Sift flour, baking powder, and salt. Set aside.
Beat butter, light brown sugar and sugar until pale and fluffy, a good 5 minutes or so, by hand or with mixer. Add egg and beat some more. It will look quite lumpy but that's ok.
Add the sifted flour mixture into the butter mixture, drizzle in the vanilla. I found using wooden spoon is the best at this point. Mix just enough until a soft, cookie-like dough forms.
Divide the dough in half. Roll each into slightly larger than 8-inch disk in diameter, in between two sheets of parchment papers (or cling wrap). Chill the dough at least 3 hours or overnight. (Can be prepared 3 days ahead).

Pastry Cream Filling:
(this recipe makes 2 cups, you only need one cup for the cake, save the rest for another cake or better yet, eat them as pudding)

2 cups whole milk
1 plump, moist vanilla bean, split lengthwise, pulp scraped out
6 large egg yolks
½ cup sugar
⅓ cup cornstarch, sifted
3 ½ tablespoons unsalted butter, cold

Whisk yolk, sugar, and sifted corn starch. Set aside.
Scald the milk over medium-high heat until little bubbles start to form.
Take the pot off the stove. Ladle a bit of the hot milk into the yolk mixture and stir. Add more milk, bit by bit (a process called tempering) until the yolk mixture feels warm to the touch. When that happen, it is safe to add the yolk mixture into the rest of the scalding milk in a thin, steady stream, stirring the milk constantly.
Put the mixture back onto the stove.

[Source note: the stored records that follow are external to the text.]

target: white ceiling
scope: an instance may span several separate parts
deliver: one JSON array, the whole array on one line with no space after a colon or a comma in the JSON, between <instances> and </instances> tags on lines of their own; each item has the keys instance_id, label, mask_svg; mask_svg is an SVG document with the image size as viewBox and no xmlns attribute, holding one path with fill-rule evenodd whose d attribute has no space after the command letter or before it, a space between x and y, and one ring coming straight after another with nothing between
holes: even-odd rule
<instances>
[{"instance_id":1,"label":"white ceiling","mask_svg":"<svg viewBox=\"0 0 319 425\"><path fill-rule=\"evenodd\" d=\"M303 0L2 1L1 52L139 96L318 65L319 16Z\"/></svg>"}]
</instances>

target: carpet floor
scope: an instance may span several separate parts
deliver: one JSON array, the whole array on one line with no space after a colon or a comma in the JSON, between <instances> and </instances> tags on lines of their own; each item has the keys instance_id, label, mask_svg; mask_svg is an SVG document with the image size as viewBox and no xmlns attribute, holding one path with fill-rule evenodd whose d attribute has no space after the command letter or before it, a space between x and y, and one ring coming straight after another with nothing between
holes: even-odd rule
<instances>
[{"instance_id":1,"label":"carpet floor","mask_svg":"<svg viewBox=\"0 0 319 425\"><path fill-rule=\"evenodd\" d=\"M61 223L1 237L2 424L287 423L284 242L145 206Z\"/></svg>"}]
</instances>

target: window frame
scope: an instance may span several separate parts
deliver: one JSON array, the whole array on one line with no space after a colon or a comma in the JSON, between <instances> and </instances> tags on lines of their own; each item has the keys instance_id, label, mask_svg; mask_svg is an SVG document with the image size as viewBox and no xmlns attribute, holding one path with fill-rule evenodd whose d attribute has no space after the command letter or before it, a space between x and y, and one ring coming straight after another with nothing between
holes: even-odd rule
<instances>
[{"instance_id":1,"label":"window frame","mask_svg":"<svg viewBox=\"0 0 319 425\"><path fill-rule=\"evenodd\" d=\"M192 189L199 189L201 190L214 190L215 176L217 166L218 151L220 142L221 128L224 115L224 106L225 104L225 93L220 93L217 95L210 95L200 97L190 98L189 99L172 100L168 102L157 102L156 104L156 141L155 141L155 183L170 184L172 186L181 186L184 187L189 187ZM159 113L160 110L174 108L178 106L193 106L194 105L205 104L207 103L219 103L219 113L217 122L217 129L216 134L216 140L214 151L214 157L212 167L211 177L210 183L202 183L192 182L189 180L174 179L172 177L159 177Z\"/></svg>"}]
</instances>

Switch to a whisk, over medium heat, whisk the mixture until it boils and thickens. It will really thicken to the consistency of pudding. When that happens, I'd back off from stirring for a second and see if there's a puff of steam coming out from the "pudding," which means the whole thing is really boiling.
Take off from heat, and plunk the cold butter onto the hot mixture. Stir quickly until all the butter is melted and incorporated. Cool the pastry cream down completely before using.

Cherry Jam Filling:
(my own rendition, feel free to use store-bought)

2 cups of pitted black cherries or other ripe cherries
1 cup of sugar
Juice of 1 lemon
A splash of almond extract (optional)

Cut cherries in half or quarter, if they are big. Put cherries and lemon juice into a pan and set them into boiling over medium-high heat. When the cherries are wilted and juice starts to come out, add sugar. Continue cooking until the mixture bubbles big bubbles (rather than small, frothy bubbles), and reduced to about 1/2, stirring occasionally. The big bubbles signifies that the mixture has cooked down enough to the gelling point (you can do the frozen-plate testing at this point: drizzle some jam onto frozen plate, and stick into the fridge for a few minutes. Then the jam looks like jello, the jam is done). Pour into container and cool down completely before using.

1 egg beaten with a bit of water, for glazing

Preheat oven to 350 F.
Set crusts aside on the kitchen countertop for a few minutes until it is pliable but still cold.
Put one crust on the bottom of the pan. Make a plate-shape with the dough with the sides about 1 1/2 inches high.

Pile in pastry cream and/or jam, as much as it can fit. I started with pastry cream on the bottom and simply dotted the top with a few chunky cherries from the jam here and there.

Top the cake with another piece of dough, pinch the sides together and make it as nice as you could (I promise, it will look good no matter what). Score the crust or decorate as you wish, and glaze it with egg.

Bake about 40-45 minutes until the crust is golden brown. Cool completely in a rack before attempting to dismount, least the whole thing cracked.
Nurse a slice with a cup of tea or coffee.